Still, the movie wasn’t bad.  James Stewart annoyed me with his country bumpkin schtick and I thought Paine’s reversal was out of character and unbelievable, but the story was good and holds up well 70 years later.  Actually, it holds up VERY well.  All my jokes about Rove aside, the political maneuvering and corruption showcased in this film are all too relatable today.  We appear to have not progressed terribly far in the 72 years since this film was made, and that’s frankly pretty sad.

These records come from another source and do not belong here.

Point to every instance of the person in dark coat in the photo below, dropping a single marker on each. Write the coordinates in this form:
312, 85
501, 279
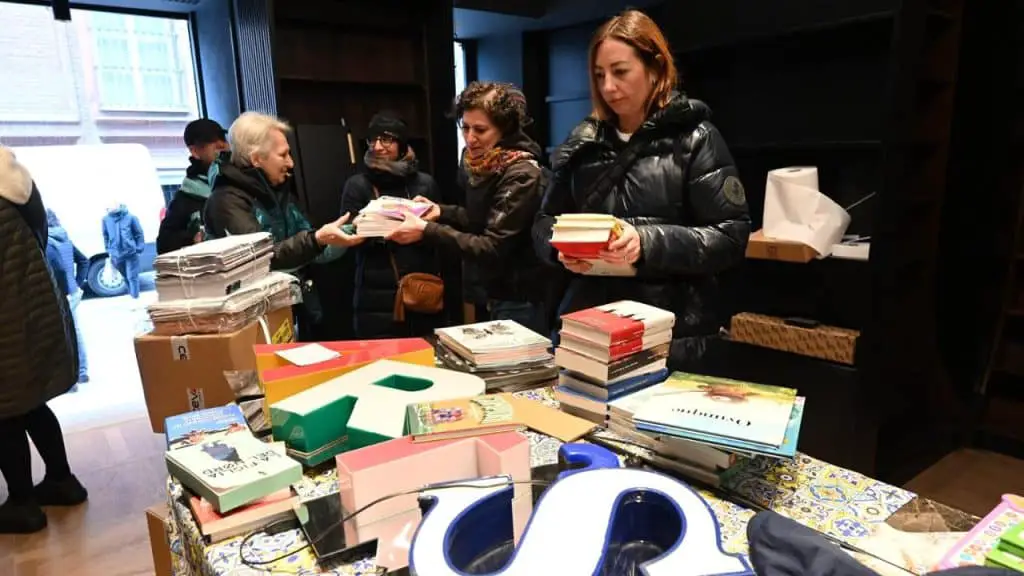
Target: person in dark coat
504, 186
681, 203
125, 242
252, 193
70, 268
390, 169
182, 225
38, 358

All right, here’s a hint about the next movie on this list:  What’s racist, sexist, way too long, not at all romantic, and completely overrated?

5 comments:

  1. I had thought that Mr. Smith Goes to Washington was a rather simple, sappy movie about American democratic values. I guess, at one level, it is; but, it is a more complex movie than I had remembered. Anyone who has seen (or heard about) the movie knows that Mr. Smith (James Stewart) stages a one-man filibuster in the Senate, but, even after seeing the movie I'm not sure I could explain the issue he is filibustering about. He is NOT just trying to prevent passage of a bill to allow the building of a dam, since that is not the business before the Senate when he begins speaking. The villains of the movie are corporate bosses and the politicians they own. At first I thought that this was a pre-war reflection on the difference between democracy and fascism, but now I think that is too prescient. In 1938 the United States had not yet decided that fascism was evil. But Teapot Dome was still fresh in living memory. The idea that politicians ask "How high?" when political contributors say "Jump!" was as topical then as it is (regrettably) today.

    ReplyDelete
  2. It was the complex ending of the movie that especially surprised me. I remembered the cutaways of boys selling one-sheet amateur newspapers telling home-state voters about the filibuster; I had forgotten the corresponding cutaways of big professional newspapers telling the opposite story. I remember barrels and baskets of letters being brought into the Senate chamber right at the end - but I had forgotten what those letters said.

    ReplyDelete
  3. If Mr. Smith Goes to Washington were the simple, sappy movie I thought it was, the ending would have gone like this: the boys with their one-sheet papers would have succeeded in getting out the truth. The story would have been picked up by the professional papers. Public opinion would have swung dramatically in Mr. Smiths favor and he would have collapsed to the floor knowing that the American people can sometimes be slow to respond, but that in a democracy, in the end, truth always prevails. The letters would have saved the day, just as they do in Miracle on 34th Street.

    ReplyDelete
  4. But that's a different movie. In THIS movie the letters prove that public opinion has turned AGAINST Mr. Smith. His last words before he collapses are "Lies! Public opinion bought and paid for!" Democracy cannot succeed when politicians and the press are in thrall to corporate masters. Mr. Smith wins only because his heroic performance touches the conscience of one man, the very Senator Paine (Claude Rains) who had set out to discredit him. The movie ends suddenly, like Karate Kid, leaving the audience to infer a happy ending. But the ending is ambiguous. Senator Paine's cries of "Don't expel him! Expel ME!" appear to be unheeded and could just be the beginning of a new crusade for a new lost cause. The explicitly stated theme of the movie - that lost causes are worth fighting for - makes more sense if the ending is not as happy as the audience is allowed to believe.

    ReplyDelete
  5. In short, despite the moving patriotic montage, the movie is not a paean to democracy and democratic values. It is about individual conscience vs. the Machine. It is not clear which one wins.

    It is certainly a movie for our times.